Religiosa colombiana sequestrada pela Al Qaeda pede ajuda ao Papa

| 2018-01-31

Os jihadistas terão proibido os cristãos de tocarem os sinos da igreja

A gravação em vídeo da Irmã Gloria Cecilia Narváez Argoti, sequestrada no Mali desde há quase um ano, em que pede ajuda ao Papa Francisco para a sua libertação, é considerada como uma “prova de vida”.

 Nessa mensagem, agora divulgada, a religiosa implora ao Papa que interceda “até ao impossível” para garantir a sua libertação.

Neste vídeo, revelado pela agência “Al Akhbar”, a irmã faz uma referência ao Natal e à viagem que o Santo Padre “iria fazer” a dois países da América Latina. Com base nestas duas informações, calcula-se que o vídeo terá sido gravado provavelmente em Dezembro do ano passado.

A agência Al Akhbar, com fortes ligações aos grupos jihadistas, divulgou o vídeo que tem quatro minutos e quarenta e quatro segundos de duração. O vídeo é assumido como tendo sido produzido pela Frente Al Nusra para o Islão e os Muçulmanos, uma organização terrorista  ligada à Al Qaeda que agrupa os principais movimentos  jihadistas que operam na região do Sahel.

A freira colombiana, de 56 anos, fala em francês e lembra ao Santo Padre que está em cativeiro desde o dia 7 de Fevereiro de 2017, altura em que foi sequestrada por um comando jihadista numa igreja em Karangasso, uma zona rural situada a cerca de 400 quilómetros da capital, Bamako.

No final do vídeo, os sequestradores acusam “as forças ocupantes” da região de estarem a obstaculizar as negociações que permitiriam a libertação da freira colombiana, propondo um canal de diálogo “através de organizações de caridade independentes da força colonialista”.

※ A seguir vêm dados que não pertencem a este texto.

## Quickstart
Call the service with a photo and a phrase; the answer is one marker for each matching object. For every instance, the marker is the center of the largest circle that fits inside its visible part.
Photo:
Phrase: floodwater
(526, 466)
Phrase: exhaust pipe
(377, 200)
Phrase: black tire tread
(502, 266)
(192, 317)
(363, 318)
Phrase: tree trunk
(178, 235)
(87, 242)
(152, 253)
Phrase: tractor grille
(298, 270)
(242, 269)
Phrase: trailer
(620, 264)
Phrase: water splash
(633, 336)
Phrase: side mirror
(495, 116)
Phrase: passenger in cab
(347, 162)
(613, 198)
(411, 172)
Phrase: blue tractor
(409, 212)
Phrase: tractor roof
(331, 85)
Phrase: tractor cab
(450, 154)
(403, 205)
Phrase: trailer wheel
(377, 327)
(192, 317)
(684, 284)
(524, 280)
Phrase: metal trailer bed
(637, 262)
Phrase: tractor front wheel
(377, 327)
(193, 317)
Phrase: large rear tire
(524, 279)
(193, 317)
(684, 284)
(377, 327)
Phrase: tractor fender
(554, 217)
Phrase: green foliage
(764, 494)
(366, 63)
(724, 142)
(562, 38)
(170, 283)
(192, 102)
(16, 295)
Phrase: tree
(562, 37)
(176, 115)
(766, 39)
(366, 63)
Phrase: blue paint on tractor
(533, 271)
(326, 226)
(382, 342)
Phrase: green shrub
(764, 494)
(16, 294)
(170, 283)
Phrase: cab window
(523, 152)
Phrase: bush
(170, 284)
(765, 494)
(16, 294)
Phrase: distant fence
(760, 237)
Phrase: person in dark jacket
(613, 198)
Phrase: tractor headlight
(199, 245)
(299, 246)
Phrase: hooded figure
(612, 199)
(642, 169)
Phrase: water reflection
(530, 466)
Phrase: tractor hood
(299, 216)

Esta não é a primeira vez que esta religiosa surge num vídeo relacionado com o seu sequestro. Ainda em Julho do ano passado, a Fundação AIS dava conta de um outro vídeo divulgado pelo mesmo grupo jihadista, onde apareciam, além de Cecilia Narvaez, outros cinco reféns estrangeiros capturados também no Mali: um romeno, uma francesa, um cirurgião australiano, um cidadão sul-africano e ainda Beatrice Stockly, uma missionária suíça, sequestrada no Mali em Janeiro de 2016.

O vídeo com a irmã colombiana volta a colocar os holofotes sobre a situação extremamente delicada em que se encontram as comunidades cristãs no Mali. De facto, a ausência de uma presença forte das autoridades – nomeadamente do exército – tem alimentado grupos radicais e de malfeitores que pululam agora pelo país e que ameaçam cada vez mais os cristãos.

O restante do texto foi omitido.